Davison Paull – Dashlane
- Written by: David Harry
- Produced by: Matt Welch
- Est. reading time: 4 mins
There are an estimated 3.5 billion people logging on to the internet globally. Of those users, perhaps 60 million use some kind of digital storage for their passwords, likely by saving them at sites they visit or through a browser like Google Chrome. It’s a convenient method, until there’s a hack.
Yet who can blame them? Passwords are a pain; so many characters needed in a mix that includes letters, numbers and symbols. So often they need to be changed and remembered yet again, and everyone knows using only one password everywhere is an invitation to identity theft.
Few people are more familiar with this conundrum than Davison Paull.
“It’s an open secret that the web is much less secure than you’d want it to be and passwords are particularly vulnerable,” says the general counsel for Dashlane, which provides a platform for password management. “The Dashlane vision is to bring control of people’s digital identities back to them and to make the experience of navigating the internet, which is supposed to be convenient, actually convenient. It starts with passwords, but doesn’t end there.”
Getting onboard
Dashlane’s platforms start with a no-cost product allowing customers to store and manage credentials for up to 50 sites. For monthly fees of $4.99 or $9.99 (charged annually) customers can build in layers of protection that include dark web monitoring, credit monitoring and identity theft insurance. The platform also provides a password generator and autofill capabilities that automatically populate credentials, addresses, and other information in online forms.
“We are asking a lot of customers, to please trust us,” Paull says, noting that Dashlane does not even know the passwords any customer uses to access services because of how they are stored.
“We don’t have it, we don’t want it, and we can’t get it” Paull says. “All the data you’re using is encrypted with a key generated from your Dashlane password. There is no master key.”
It’s not just consumers who face high stakes in the event of a breach or unsafe data practices. With Dashlane products available globally, Paull says the company needs to comply with rapidly evolving privacy laws, including Europe’s strict General Data Protection Regulation that could cost a company a portion of its earnings for infractions.
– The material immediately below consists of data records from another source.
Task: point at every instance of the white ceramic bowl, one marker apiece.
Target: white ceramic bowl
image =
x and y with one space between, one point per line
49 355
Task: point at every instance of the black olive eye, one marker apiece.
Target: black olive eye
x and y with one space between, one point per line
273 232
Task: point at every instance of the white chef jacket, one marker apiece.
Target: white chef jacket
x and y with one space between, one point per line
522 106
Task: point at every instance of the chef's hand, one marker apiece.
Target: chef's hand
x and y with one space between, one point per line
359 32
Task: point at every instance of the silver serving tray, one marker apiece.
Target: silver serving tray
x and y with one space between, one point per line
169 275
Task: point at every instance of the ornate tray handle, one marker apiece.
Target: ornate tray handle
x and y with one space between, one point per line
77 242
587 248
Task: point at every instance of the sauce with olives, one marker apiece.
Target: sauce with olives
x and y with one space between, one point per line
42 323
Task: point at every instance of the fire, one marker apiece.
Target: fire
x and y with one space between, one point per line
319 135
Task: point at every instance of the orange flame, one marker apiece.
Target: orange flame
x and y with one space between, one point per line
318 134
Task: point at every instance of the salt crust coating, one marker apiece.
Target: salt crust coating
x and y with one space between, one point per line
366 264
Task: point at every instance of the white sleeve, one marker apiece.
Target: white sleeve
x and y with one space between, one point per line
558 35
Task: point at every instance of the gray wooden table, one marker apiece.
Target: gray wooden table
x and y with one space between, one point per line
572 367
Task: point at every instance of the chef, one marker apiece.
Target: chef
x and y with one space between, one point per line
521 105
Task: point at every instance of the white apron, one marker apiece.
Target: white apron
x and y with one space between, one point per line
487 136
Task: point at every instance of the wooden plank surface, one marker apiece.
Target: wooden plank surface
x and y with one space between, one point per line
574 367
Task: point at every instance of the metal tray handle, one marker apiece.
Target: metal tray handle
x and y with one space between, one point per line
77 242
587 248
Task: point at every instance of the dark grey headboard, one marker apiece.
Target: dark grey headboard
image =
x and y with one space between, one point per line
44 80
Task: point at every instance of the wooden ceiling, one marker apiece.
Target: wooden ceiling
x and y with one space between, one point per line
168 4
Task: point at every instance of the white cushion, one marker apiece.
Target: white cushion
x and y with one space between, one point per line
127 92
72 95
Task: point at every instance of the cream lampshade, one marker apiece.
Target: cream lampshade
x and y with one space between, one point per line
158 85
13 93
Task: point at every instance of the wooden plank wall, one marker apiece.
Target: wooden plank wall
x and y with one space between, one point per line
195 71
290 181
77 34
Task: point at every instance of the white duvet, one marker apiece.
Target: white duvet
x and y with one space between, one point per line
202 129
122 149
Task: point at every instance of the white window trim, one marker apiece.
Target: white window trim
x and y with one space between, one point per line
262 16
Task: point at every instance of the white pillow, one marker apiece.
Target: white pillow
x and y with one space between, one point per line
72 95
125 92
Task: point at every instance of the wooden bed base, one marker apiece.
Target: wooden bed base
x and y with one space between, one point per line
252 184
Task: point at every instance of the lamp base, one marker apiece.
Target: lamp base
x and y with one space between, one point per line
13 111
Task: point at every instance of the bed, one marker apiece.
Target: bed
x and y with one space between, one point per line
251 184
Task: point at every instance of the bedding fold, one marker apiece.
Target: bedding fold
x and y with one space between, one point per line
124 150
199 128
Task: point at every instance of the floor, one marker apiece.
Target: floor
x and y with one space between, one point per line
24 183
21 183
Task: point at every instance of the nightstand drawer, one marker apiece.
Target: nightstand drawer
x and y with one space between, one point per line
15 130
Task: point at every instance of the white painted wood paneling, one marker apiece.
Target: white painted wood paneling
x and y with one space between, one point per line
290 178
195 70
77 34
There’s also the California Consumer Privacy Act, which goes into effect in 2020. Like the GDPR, it regulates consumer data collection and use by third parties, and has required Dashlane to once again review databases and information practices. Paull will also guide how Dashlane will accommodate customers who live outside the EU or California but want the same legal protections. He expects Dashlane will extend these new rights no matter where its customers reside.
As the first Dashlane general counsel, Paull says it was also up to him to enhance the corporate structure of the company, though much of the groundwork had been done by the founding executives.
“I’m trying to protect us and do things smartly,” he says. “As we climb up the business ladder, I am going to have to negotiate more complex agreements as opposed to just relying on our standard terms. For now, I am a team of one, so it is very important for our staff to understand the basics of the contracts and why we take the positions we do.”
Not without competition
Founded in France in 2009 and expanding to the U.S. in 2011 and 2013, Dashlane has quickly grown. It recently completed a round of Series D funding, securing $110 million in new capital, largely from Sequoia Capital; and since Paull joined the company in 2018, the number of employees has grown from 150 to 250, a number he expects to double in the next two years.
Still, Dashlane isn’t alone in this burgeoning area. “The industry as a whole is at an inflection point,” Paull says. “The challenges for us are we’re deeply capitalized and have to stay ahead of curve with the experience we have,” he says. “We are not a startup anymore, we have to operationalize things that used to be done off-the-cuff.”
As Dashlane’s services face added competition, Paull says it will continue simplifying its customer interfaces while strengthening its data security even more.
“On the surface it seems simple,” he explains. “Here is a digital bag you keep your passwords in. But there is an awful lot happening behind the scenes, and God knows how many websites there are out there.” Those sites include rogue ones built by hackers to mimic sites such as those operated by large banks, waiting for an unwary user to provide credentials that can be stolen.
Playing in the band
A native of the South Shore of Massachusetts near its border with Rhode Island, Paull, 50, is married, has two daughters and has lived in New York City since graduating from the University of Massachusetts at Amherst with an English degree in 1989.
Despite being a third-generation attorney, Paull’s decision to attend law school came years later, after he had spent more than a decade in the entertainment industry, with stints at Miramax films, New Video Group and as a freelance copywriter. He earned his Juris Doctor from New York University in 2006.
“I got into law really to have a job like this, to forge my own path in business,” he says.
Earlier in his New York days, Paull was also part of its music scene, a guitarist, singer and songwriter in bands playing country, folk, rock and blues.
The music has never quite stopped for Paull; the in-house Dashlane counsel was also part of an in-house Dashlane band that entertained during the company’s 10th anniversary retreat in France last year, although he says no one has quite decided on a name for the group.
In-house picking may be secondary to in-house legal counseling, but Paull says both are rewarding.
“You are much more enmeshed in the life of the company; that is a big draw for me,” he says.